Musician Nick Franglen creates bridge symphony

Nick Franglen playing his theremin under London Bridge Nick Franglen and his theremin are spending 24 hours under London Bridge

Nick Franglen is using London Bridge and its human traffic to create a 24-hour piece of music - armed only with a theremin and an espresso machine.

Tucked underneath the arches - surrounded by effects pedals and a mixing desk - Franglen has already been on the go for 10 hours.

Since midnight, the musician has been using an electronic instrument called a theremin to create what he calls "washes of sound" which are looping out of a nearby speaker.

Start Quote

It's about an incredible surge of humankind doing their thing above us.”

End Quote Nick Franglen

The unwitting players in his Hymn to London Bridge are the pedestrians passing overhead who trigger a sensor that briefly cuts the flow of music. The project lasts a full 24 hours.

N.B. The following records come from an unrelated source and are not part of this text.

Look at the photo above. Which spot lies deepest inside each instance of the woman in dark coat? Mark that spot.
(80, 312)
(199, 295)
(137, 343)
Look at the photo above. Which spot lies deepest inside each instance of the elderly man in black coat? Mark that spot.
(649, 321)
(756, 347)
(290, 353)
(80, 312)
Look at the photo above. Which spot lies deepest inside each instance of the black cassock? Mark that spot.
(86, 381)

"It's about an incredible surge of humankind doing their thing above us," says Franglen.

"What I'm trying to do is to get some idea of what that human movement really feels like - a sense of the ebb and flow of the human traffic."

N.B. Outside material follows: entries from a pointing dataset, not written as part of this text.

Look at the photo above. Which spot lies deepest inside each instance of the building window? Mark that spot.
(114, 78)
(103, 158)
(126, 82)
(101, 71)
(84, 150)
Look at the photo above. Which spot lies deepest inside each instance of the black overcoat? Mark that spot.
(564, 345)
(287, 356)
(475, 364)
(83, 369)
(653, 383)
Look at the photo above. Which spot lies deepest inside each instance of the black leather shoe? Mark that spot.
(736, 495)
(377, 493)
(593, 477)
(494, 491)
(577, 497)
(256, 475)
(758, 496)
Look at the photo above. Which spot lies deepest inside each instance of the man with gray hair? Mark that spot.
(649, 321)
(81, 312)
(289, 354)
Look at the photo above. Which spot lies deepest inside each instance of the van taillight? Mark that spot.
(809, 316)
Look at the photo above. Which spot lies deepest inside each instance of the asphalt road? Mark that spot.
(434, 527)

He adds: "It was really beautiful at about 3 a.m. - there were very few interruptions up top and it was really enchanting. Then the pedestrian traffic started to impose itself on this piece of music. It was overwhelming."

Ghost walker

Nick Franglen Nick Franglen has been making experimental music over the past few years with Blacksand

Franglen is one half of the electronica duo Lemon Jelly. Born in north London in 1965, he has worked as a session musician for Primal Scream, Bjork, Pulp, and Blur.

He's also made a record with Star Trek legend William Shatner.

Franglen has produced albums for former Velvet Underground member John Cale and Badly Drawn Boy, and written scores for film and TV. His other project is the experimental electronica duo Blacksand, which he formed in 2006.

Given that Blacksand's album Barn was launched at the bottom of a mine in Wiltshire, Franglen is no stranger to creating music in unusual places.

"There's something very beautiful about playing improvised music in a space that's got an unusual ambience," he says, recalling other gigs in a Cold War-era Soviet submarine, and serenading the dawn on Hampstead Heath.

The whole of Hymn to London Bridge will go up on Franglen's website, where it is also being live-streamed throughout 2 September.

What is a theremin?

  • An early 20th century instrument, played without contact
  • Named after its Russian inventor, Professor Leon Theremin
  • Sound is produced by moving the hands in the space around the instrument's antennae
  • Its eerie sound appears on the soundtracks of The Day The Earth Stood Still (1951) and Hitchcock's Spellbound (1945)
  • The theremin is still in use today by groups such as space rockers Hawkwind

"What I'd really like is anyone who crossed the bridge today to go and have a listen - and feel that they contributed," the musician says.

One of those crossing the bridge on Thursday morning was Rosemary Clarke, visiting London from South Africa for a family wedding.

Like most of the people crossing the bridge, she is completely unaware of her walk-on part in the musical project.

"I've been a church organist for nearly 30 years, so I don't mind at all," she says. "It's great, it's someone's creativity - that's what music is all about."

Franglen adds: "I like that sense of collaboration. It's particularly poignant in the middle of the night when there are no pedestrians for several minutes, but then someone crosses and it's like the ghost of someone above."

He plans on getting through the rest of the day with the help of the espresso machine set up next to the theremin.

"Thank you, coffee, for doing your thing!" he laughs. "But right now I feel as fresh as you like. It's not been an ordeal in any way."

A filmed loop of the performance will be projected along the river during the Thames Festival on 11-12 September.